Historic house in Indiana, United States

C.S. Norton Mansion is a historic home located at Bedford, Indiana. It was built in 1897, and is a 2 1/2-story, "royal blue" limestone dwelling. A three-room addition was built in 1925–1926. It has dual front entrances and a parapet surrounding the roof. It is cubicle in form with a hipped roof with gable dormers. The house features a cylindrical tower topped by a conical roof, a one-story entrance portico with Ionic order columns, and a porte cochere. The building housed school administration offices after 1928.

It was listed in the National Register of Historic Places in 1976.

Also known as the Limestone Castle, the limestone came from Mr. Norton's quarry. He enjoyed a large amount of success due to the limestone in his quarry having a light blue hue to it. The school district used the home for offices and storage for many years until a private owner purchased it in the 1970s. The last known family to live in the house was the Groff family from 1982 to 1984. They were Tom and Barbara with their three sons Daniel, James and Timothy who were in grade school at the time. Tom built the surrounding wood fence in the backyard where there was none.

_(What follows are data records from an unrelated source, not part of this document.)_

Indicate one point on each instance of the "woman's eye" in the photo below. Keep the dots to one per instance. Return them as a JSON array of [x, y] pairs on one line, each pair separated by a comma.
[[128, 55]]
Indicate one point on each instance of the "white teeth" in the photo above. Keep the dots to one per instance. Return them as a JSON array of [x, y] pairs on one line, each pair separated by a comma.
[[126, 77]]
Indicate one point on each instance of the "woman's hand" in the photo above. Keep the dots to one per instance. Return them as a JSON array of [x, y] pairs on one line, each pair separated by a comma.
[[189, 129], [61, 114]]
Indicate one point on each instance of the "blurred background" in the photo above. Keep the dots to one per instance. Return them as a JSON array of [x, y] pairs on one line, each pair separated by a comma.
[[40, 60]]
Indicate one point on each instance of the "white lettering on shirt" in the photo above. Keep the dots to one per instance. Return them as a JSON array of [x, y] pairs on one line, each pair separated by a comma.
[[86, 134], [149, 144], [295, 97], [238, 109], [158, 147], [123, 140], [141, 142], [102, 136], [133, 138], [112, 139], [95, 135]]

It still stands today. The red building at the rear of the property was living quarters for the builders. It has a wood-burning stove inside and is a two-story building with stairs.

Over the last 40+ years, not much has changed about the property. One large evergreen tree located at the beginning of the driveway was taken down. The only visible improvements or updating that has been done in that time is the carpet (unknown date) and the tar shingle roof in 1983. The front limestone facade at the sidewalk has been repaired to keep it from toppling over.

The house has a full-size attic with interior stairs for access. The basement covers about 3/4 of the house. The home is heated by a boiler in the basement that circulates the hot water through radiators throughout the home. Interior ceilings are approximately twelve to fourteen feet high. Four of the five bedrooms upstairs each have a fireplace. The master bedroom enjoys the quaint area of the tower. The bedroom over the side entrance affords views all the way to main highway. The house has two side-by-side full bathrooms upstairs off the hallway, a full bathroom in the master and a half bath placed in an odd position between the room at the side entrance and the rear staircase. There is still an intercom system to all of the upstairs bedroom from the kitchen. A convenient laundry chute from the second story to the laundry/pantry room was a modern touch at the time. This room is behind the kitchen and accessible to the dining room. Beautiful stained glass windows let in the western light to the main staircase. Three other staircases allow access from the basement to the attic. A wood-burning fireplace warms the rear room. The property is located across the street from Bedford Junior High School.